Si, dans la biodiversité, 1226 espèces d’oiseaux, sont aujourd’hui menacés d’extinction, il y a en revanche une espèce même pas protégée qui pour l’instant prolifère : l’espèce de con.

Cet étrange spécimen assez primaire, qui s’en prend à plus pauvre, à plus faible pour purger sa haine et sa misère et met au pouvoir ses propres prédateurs naturels morts de rire au balcon, nous enseigne au moins une chose qui nous console peu :

La saloperie est universelle.

Si, ici, de bons pères de famille à peu prés éduqués et faisant Hortefeux comme métier (une bien triste profession) en arrivent raisonnablement à menotter pour expulsion des enfants de sans papiers, agés de trois ans, là-bas dans les townships d’Afrique du sud – l’immense pays coloré de l’immense Mandela, on en vient à flamber, une vieille tradition il est vrai (au prix du baril de pétrole c’est presque un luxe) l’immigré zimbabwéen voleur de pain et de travail.
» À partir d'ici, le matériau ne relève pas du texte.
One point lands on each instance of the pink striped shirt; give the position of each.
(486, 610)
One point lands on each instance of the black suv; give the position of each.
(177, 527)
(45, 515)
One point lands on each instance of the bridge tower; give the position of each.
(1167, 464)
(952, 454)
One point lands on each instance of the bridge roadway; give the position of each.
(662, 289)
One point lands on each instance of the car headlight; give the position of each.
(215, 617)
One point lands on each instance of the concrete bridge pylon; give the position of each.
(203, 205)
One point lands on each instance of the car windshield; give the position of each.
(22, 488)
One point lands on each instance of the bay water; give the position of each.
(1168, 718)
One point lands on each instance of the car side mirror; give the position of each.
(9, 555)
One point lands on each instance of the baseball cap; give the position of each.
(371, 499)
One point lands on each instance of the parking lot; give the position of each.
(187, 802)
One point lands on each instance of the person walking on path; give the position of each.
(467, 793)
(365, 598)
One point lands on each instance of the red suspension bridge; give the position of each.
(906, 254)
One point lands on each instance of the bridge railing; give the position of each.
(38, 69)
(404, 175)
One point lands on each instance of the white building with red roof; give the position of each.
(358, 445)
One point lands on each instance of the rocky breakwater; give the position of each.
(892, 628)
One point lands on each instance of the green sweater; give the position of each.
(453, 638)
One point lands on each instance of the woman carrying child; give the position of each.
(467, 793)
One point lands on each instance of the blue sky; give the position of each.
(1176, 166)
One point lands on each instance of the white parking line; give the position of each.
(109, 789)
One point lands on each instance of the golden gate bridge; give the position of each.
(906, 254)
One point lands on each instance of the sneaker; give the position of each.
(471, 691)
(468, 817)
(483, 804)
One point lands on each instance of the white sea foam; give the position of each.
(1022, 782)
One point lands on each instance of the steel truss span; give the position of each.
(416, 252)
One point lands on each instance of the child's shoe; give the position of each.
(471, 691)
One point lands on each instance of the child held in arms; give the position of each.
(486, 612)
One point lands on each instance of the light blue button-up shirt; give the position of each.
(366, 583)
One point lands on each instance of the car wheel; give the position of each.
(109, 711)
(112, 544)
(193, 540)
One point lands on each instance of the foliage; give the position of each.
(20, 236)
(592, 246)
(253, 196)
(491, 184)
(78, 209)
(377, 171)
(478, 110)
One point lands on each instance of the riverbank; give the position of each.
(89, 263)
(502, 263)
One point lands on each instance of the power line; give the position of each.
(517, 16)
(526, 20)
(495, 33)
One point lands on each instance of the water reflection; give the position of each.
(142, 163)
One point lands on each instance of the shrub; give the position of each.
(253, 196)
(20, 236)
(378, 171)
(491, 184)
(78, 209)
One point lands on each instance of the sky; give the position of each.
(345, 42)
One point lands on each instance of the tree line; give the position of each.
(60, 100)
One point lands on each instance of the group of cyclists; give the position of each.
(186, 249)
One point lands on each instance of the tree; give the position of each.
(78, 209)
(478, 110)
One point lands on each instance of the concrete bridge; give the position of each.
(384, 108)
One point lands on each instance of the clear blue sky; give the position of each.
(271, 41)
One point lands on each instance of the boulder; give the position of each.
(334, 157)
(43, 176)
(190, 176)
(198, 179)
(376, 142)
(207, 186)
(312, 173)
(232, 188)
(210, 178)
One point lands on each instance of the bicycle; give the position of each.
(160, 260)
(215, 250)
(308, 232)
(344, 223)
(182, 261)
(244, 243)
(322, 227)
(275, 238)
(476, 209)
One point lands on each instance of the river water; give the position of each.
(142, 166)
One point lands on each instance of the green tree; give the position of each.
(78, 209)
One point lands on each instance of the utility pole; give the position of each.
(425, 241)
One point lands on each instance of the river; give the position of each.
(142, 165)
Outre donc, qu’on peut constater que la haine des autres n’est pas l’apanage de l’homme blanc salissant (mais on s’en doutait un peu) savoir que la mondialisation heureuse et civilisatrice renvoie les hommes à la bestialité ne m’étonne guère. Il avait de sérieuses dispositions à la base.

Mais justement

Le goût des autres nous avait-on dit joliment un jour d’égarement humaniste au ciné…
Qu’espérer d’autre ?
Que tenter d’autre ?
Quel autre projet spécifiquement humain possible, que la fraternité ?

Le coût des autres nous répond cette néo-civilisation nous invitant chaleureusement, petits grouillots plébéiens, à nous entre-tuer en famille.
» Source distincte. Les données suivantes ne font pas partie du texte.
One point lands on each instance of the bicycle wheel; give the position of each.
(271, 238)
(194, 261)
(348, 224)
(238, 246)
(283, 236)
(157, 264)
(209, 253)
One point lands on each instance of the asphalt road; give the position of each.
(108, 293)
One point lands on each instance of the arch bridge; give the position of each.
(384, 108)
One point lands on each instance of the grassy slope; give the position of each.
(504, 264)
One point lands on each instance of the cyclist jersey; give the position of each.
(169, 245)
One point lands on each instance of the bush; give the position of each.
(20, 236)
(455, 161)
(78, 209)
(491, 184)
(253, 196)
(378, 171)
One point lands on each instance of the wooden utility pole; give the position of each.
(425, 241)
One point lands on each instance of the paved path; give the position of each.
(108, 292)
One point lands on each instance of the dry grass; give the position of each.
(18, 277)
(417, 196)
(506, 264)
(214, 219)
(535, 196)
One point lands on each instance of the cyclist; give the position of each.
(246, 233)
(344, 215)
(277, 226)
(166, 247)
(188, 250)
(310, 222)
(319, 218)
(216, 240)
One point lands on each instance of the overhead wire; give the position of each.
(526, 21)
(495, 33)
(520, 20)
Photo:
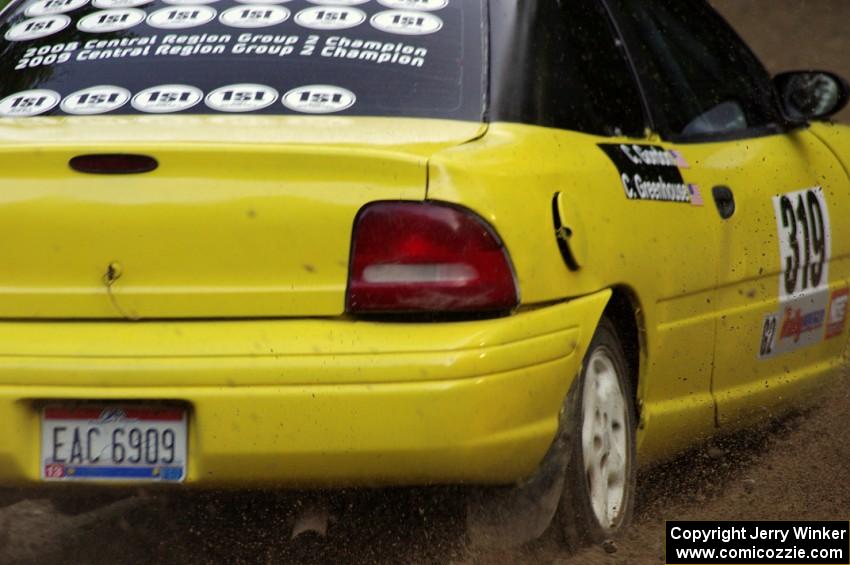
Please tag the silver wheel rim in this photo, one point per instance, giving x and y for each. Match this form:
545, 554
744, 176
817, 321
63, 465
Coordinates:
604, 438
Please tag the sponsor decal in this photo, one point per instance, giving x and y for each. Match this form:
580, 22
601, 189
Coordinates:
105, 21
110, 4
95, 100
649, 172
51, 7
319, 99
330, 18
242, 98
796, 323
254, 16
407, 22
837, 313
181, 17
167, 98
768, 336
427, 5
37, 28
29, 103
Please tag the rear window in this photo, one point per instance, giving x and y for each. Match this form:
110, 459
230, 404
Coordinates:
414, 58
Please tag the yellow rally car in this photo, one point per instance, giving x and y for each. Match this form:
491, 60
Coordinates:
324, 243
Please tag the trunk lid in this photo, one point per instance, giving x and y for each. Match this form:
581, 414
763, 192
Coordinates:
247, 216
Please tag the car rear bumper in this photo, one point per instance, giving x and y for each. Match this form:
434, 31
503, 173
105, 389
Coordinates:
307, 403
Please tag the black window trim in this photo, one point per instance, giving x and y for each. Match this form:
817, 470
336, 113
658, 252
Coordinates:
781, 128
648, 117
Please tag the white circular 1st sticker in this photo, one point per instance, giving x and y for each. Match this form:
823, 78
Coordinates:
181, 17
167, 98
338, 2
29, 103
319, 99
37, 28
106, 21
407, 22
110, 4
332, 17
427, 5
242, 98
95, 100
254, 16
51, 7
Diviser, isoler, atomiser, cliver, attiser les antagonismes, propager les haines, désigner les boucs émissaires, casser les solidarités, les liens sociaux, faire de l’un l’ennemi de l’autre.

La modernité disent ils …

Tant que notre énergie du désespoir insidieusement canalisée servira à nous foutre sur la gueule, on pourra entendre encore un certain temps les bouchons de champagne sauter dans les suites du Carlton.
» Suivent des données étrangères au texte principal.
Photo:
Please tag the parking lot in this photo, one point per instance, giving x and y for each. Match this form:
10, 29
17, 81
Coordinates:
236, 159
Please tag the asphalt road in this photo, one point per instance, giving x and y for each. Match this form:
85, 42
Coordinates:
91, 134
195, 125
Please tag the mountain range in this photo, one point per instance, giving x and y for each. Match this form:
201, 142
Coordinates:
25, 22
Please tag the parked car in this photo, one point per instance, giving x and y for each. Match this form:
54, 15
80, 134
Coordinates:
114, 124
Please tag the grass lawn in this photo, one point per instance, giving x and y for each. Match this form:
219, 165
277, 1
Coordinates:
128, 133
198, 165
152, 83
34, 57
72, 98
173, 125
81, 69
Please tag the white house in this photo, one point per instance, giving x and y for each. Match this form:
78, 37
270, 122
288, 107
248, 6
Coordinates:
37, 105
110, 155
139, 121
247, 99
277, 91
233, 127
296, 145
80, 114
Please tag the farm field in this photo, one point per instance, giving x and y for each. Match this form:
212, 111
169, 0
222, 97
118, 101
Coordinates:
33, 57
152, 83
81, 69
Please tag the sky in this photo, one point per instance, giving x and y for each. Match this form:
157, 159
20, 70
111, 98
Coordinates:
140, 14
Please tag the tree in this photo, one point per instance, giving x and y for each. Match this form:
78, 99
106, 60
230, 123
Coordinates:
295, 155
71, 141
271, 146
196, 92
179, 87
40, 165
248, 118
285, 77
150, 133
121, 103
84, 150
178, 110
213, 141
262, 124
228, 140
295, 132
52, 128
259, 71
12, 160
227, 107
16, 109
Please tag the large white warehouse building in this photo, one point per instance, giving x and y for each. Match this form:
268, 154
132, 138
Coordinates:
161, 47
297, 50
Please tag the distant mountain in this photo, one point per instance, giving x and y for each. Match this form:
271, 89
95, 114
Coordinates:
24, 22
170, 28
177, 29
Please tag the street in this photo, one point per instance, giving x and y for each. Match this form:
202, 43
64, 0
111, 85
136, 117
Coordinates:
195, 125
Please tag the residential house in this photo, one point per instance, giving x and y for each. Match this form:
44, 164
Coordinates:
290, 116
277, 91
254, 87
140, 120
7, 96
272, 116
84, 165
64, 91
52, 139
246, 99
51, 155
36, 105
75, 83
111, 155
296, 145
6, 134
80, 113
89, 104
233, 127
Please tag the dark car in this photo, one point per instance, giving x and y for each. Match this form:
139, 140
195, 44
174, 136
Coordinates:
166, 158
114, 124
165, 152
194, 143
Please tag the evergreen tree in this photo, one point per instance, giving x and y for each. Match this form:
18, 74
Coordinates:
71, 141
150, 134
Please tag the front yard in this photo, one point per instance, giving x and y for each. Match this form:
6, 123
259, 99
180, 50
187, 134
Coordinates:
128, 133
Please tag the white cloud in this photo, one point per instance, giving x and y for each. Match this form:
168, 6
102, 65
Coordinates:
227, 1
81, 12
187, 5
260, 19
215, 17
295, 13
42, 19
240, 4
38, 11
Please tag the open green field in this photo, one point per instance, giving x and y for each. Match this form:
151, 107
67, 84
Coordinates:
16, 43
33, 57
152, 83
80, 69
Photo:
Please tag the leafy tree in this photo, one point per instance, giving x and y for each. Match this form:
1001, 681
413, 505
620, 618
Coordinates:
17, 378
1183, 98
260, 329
Que le PS en pleine danse nuptiale socialo-libérale nous envisage en néo-manager, n’arrange rien.

Qu’elle sache bien, cette gauche capitularde, qu’en nous confisquant arbitrairement toute réelle alternative, en nous interdisant toute utopie vitale, en se convertissant au coût de l’autre plutôt qu’au goût de l’autre, elle prend la responsabilité historique du désespoir.

Et de l’incendie.

tgb

Publié par rueaffre2

TG.Bertin - formation de philo - consultant en com - chargé de cours à Paris 4 - Sorbonne - Auteur Dilettante, électron libre et mauvais esprit.

7 commentaires sur « Le coût des autres »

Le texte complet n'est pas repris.